Thanks, man. I will definitely never relapse again. It might sound like ":rolleyes: Yeah, right!" but that's why I'm saying this, because now I can't relapse after saying it. It's life and death situation, man, because I'm already "dead" you know what I'm saying? I haven't accomplished anything worth mentioning, I haven't done anything exciting, I'm single, alcoholic, jerking off in the dark and living for pleasure and comfort. What's all this? I've been reading around the Internet from people with long streaks for motivation. Because a few days ago I was almost suicidal, depressed like back in high school, and yesterday a post on nofap reddit did something to my brain, I don't know, a reaction happened. I came here and wrote that post. I'd never felt such determination. I was mad, man. I realized I can't continue to be depressed, suicidal and gone. There is so much I can tolerate.
 

zaraki888

Active Member
Hello Escapeandnevercomeback, I read quick through your treat. I am glad you are back as one of my mistakes was leaving rebootnation. Although at the moment I am not active here. Feeling a failure and ashamed while I could have received all the help I needed on the forum. I see you were able to reach 50 days and beyond! That was really amazing!
Also I noticed you had struggles with cravings and urges and felt like they were pretty strong while with that long streak.

My question is did you read the free e-book, the Easypeasy way to quit porn? It has new insights that I wasn't aware off. A pretty good book that indeed shows an easier way to quit porn.

By the way I am on day 32.

Don't worry about going slow with your streak. Especially after such a long streak, getting back to 3 weeks could take you some time as for me, that takes about 7 to 9 weeks (but now I read the easypease book, I can do it faster if I reapse again). I am writing you this as in my experience, it takes time and hopefully you get back sooner. So relax and don't beat yourself up.

With this book, it could help you to get back sooner and kick this addiction out of the way for good. You see, we stop watching p, but we still have the needs and wants. That doesn't work as the book explains to cut down the needs and wants first before stop watching p. One of the insightful things I read.

Take care
 

Escapeandnevercomeback

Respected Member
Hello Escapeandnevercomeback, I read quick through your treat. I am glad you are back as one of my mistakes was leaving rebootnation. Although at the moment I am not active here. Feeling a failure and ashamed while I could have received all the help I needed on the forum. I see you were able to reach 50 days and beyond! That was really amazing!
Also I noticed you had struggles with cravings and urges and felt like they were pretty strong while with that long streak.

My question is did you read the free e-book, the Easypeasy way to quit porn? It has new insights that I wasn't aware off. A pretty good book that indeed shows an easier way to quit porn.

By the way I am on day 32.

Don't worry about going slow with your streak. Especially after such a long streak, getting back to 3 weeks could take you some time as for me, that takes about 7 to 9 weeks (but now I read the easypease book, I can do it faster if I reapse again). I am writing you this as in my experience, it takes time and hopefully you get back sooner. So relax and don't beat yourself up.

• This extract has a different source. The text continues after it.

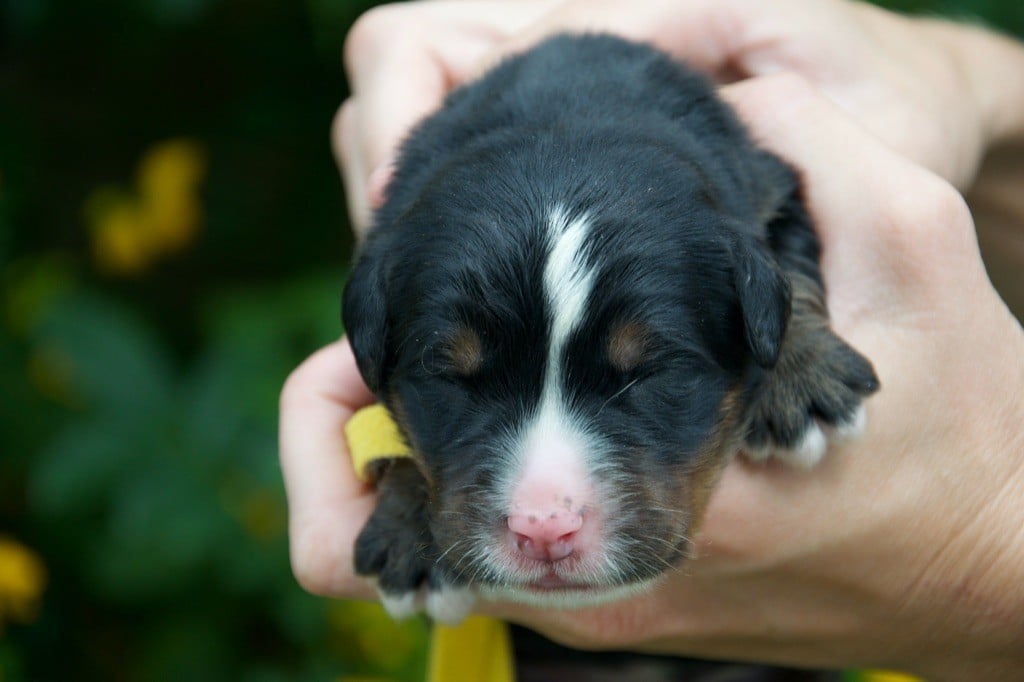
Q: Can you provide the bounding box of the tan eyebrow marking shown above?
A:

With this book, it could help you to get back sooner and kick this addiction out of the way for good. You see, we stop watching p, but we still have the needs and wants. That doesn't work as the book explains to cut down the needs and wants first before stop watching p. One of the insightful things I read.

Take care
Yes, the book is valuable. I've read it more than once. It's definitely something important to be added to the quitting process.